Barack Obama, presidente de EE.UU. / WIKIPEDIA
Vamos, que el muchacho prometía, prometía. Aun los que tenemos a Estados Unidos como enemigo supremo nos hicimos ilusiones. Quizá por esto mismo. Barack nos traía un aire nuevo, de refresco y por fin y por primera vez podíamos tomar a un político norteamericano como a uno de los nuestros. Y cuando digo de los nuestros no me refiero al candidato de relumbrón que nos venden como un producto, con cámaras mentirosas y luces de tragamonedas. Los nuestros son de clase media, con un buen sedimento cultural, desprejuiciados, progresistas, abiertos al cambio y, especialmente, con un vehemente deseo de justicia. Por eso, en aquellos inicios, cuando las noticias comenzaron a ocuparse de Barack muchos pensamos que había llegado el momento en que una nueva generación tomaba el poder no para el dominio sino para la solidaridad, no para la guerra sino para la paz.
El único hecho de que se opusiera a la guerra de Irak abría una ventana para que comenzara a salir el olor rencoroso y nauseabundo que dejan los asesinos. Alcanzamos a respirar una atmósfera distinta, la de que otro Estados Unidos era posible. De que el Carter frustrado podía ser reinventado y mejorado. Su célebre discurso dirigido a los otros Hussein en Turquía, creo, no lo preciso ahora, tuvo mucho de bandera blanca, de olivo tendido sobre los odios. Y si a esto le sumamos su pasado inmediato, el del abogado de los derechos civiles, al joven preocupado por el derecho universal a la salud, por el control de las armas, por el matrimonio igualitario, el futuro no podía ser más auspicioso.
Algunos llegamos a pensar que era el triunfo definitivo de la rebelión de los esclavos, la victoria que derrotaría definitivamente el apartheid en su país. Parecía ser el sueño que tuvo Luther King.
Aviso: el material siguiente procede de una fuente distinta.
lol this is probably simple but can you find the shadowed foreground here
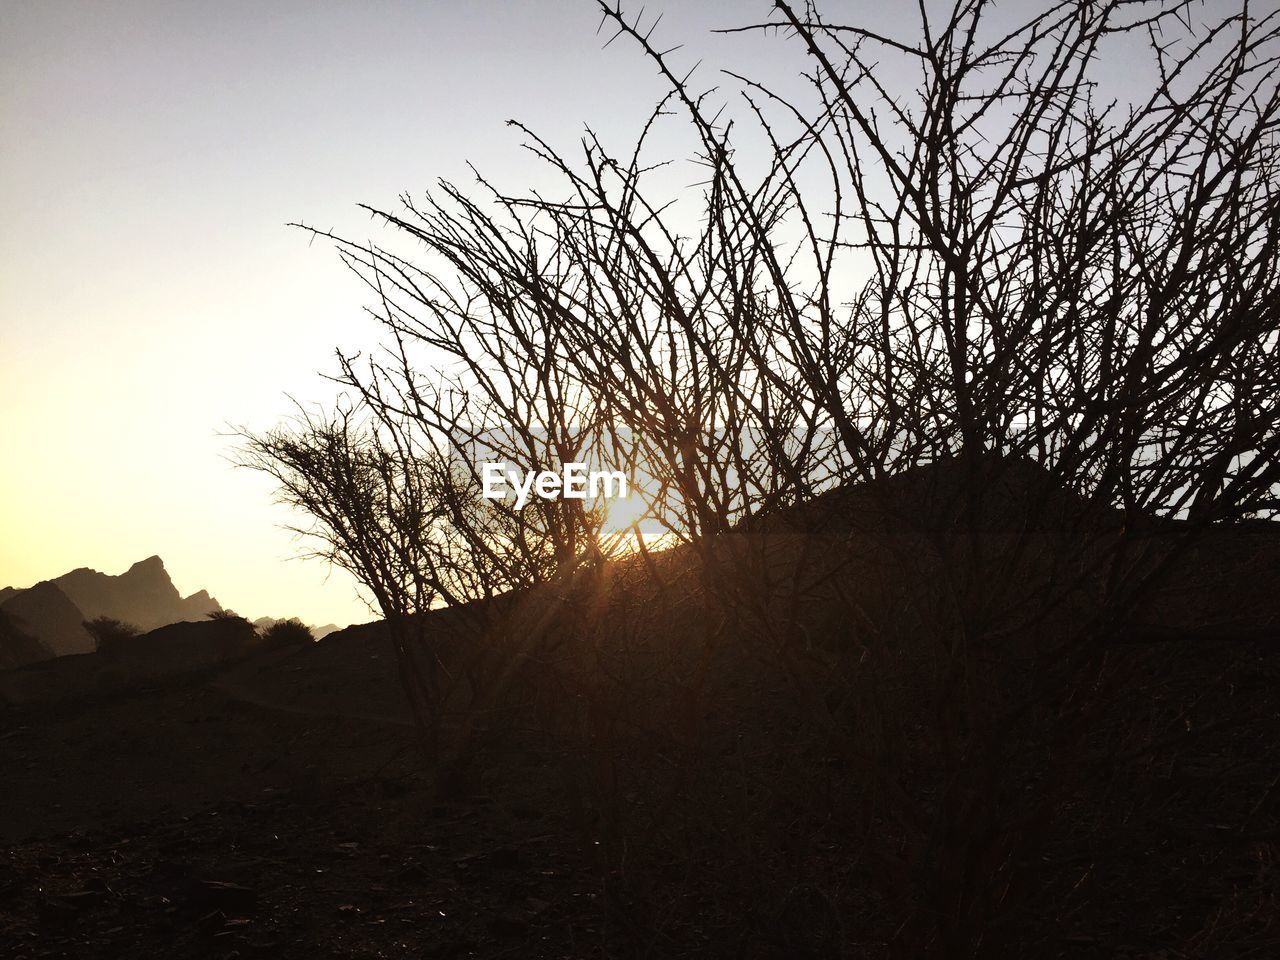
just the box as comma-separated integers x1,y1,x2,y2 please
3,469,1280,958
En este agosto, cuando lo oí hablar sobre la guerra humanitaria en Siria y sobre el castigo a Rusia por Ucrania y sobre los nuevos bombardeos sobre Irak y, por contra, sus repetidos silencios sobre la carnicería en Gaza aumentando además la ayuda militar a Israel, me pregunté qué había pasado con nuestro Obama, qué lo diferenciaba de Bush, dónde había dejado los ideales, qué tan frágiles habían sido sus convicciones.
Entonces se me ocurrió pensar que había llegado a la Casa Blanca como se entra a una trampa, inexperto e iluso. Que por entonces no tenía ni mediana idea de lo que en realidad era su cargo. Probablemente se había creído el cuento de que iba a ser el hombre más poderoso del mundo y que el Despacho Oval era un reino sin amos y no la cancha donde debía jugar un juego sucio y corrupto que él desconocía.
Ahora es un hombre viejo, un atleta en desuso, un hombre a la deriva, una veleta al antojo de las circunstancias. Apenas le queda agilidad para descender las escalerillas del Force One. Al desencanto y a la desesperanza se le puede sumar un poco de misericordia. Como en esos rápidos de los ríos traicioneros, da la sensación de estar dando siempre manotazos de ahogado y que, al final, metido en un traje para el que no estaba hecho, es una víctima más, uno de los tantos atropellados por el tráfago de intereses despiadados, por las fuerzas siniestras que se agazapan tras la industria militar, por la codicia de las timbas financieras, por los pistoleros de asalto que se quieren quedar con el petróleo ajeno, por geopolíticas probablemente diseñadas décadas atrás. Se habrá dado cuenta de que los sueños son la pesadilla donde los tiburones vuelan y los buitres reptan.
Lo que duele pensar es que, al menos, juntando un poquito de coraje, no nos alerte sobre los males que nos asechan y que él sabe bien que vendrán y ocurrirán y esté así haciendo causa común con los miserables de los que terminará irremediablemente haciendo parte. ¡Y ya no será de los nuestros sino de los otros!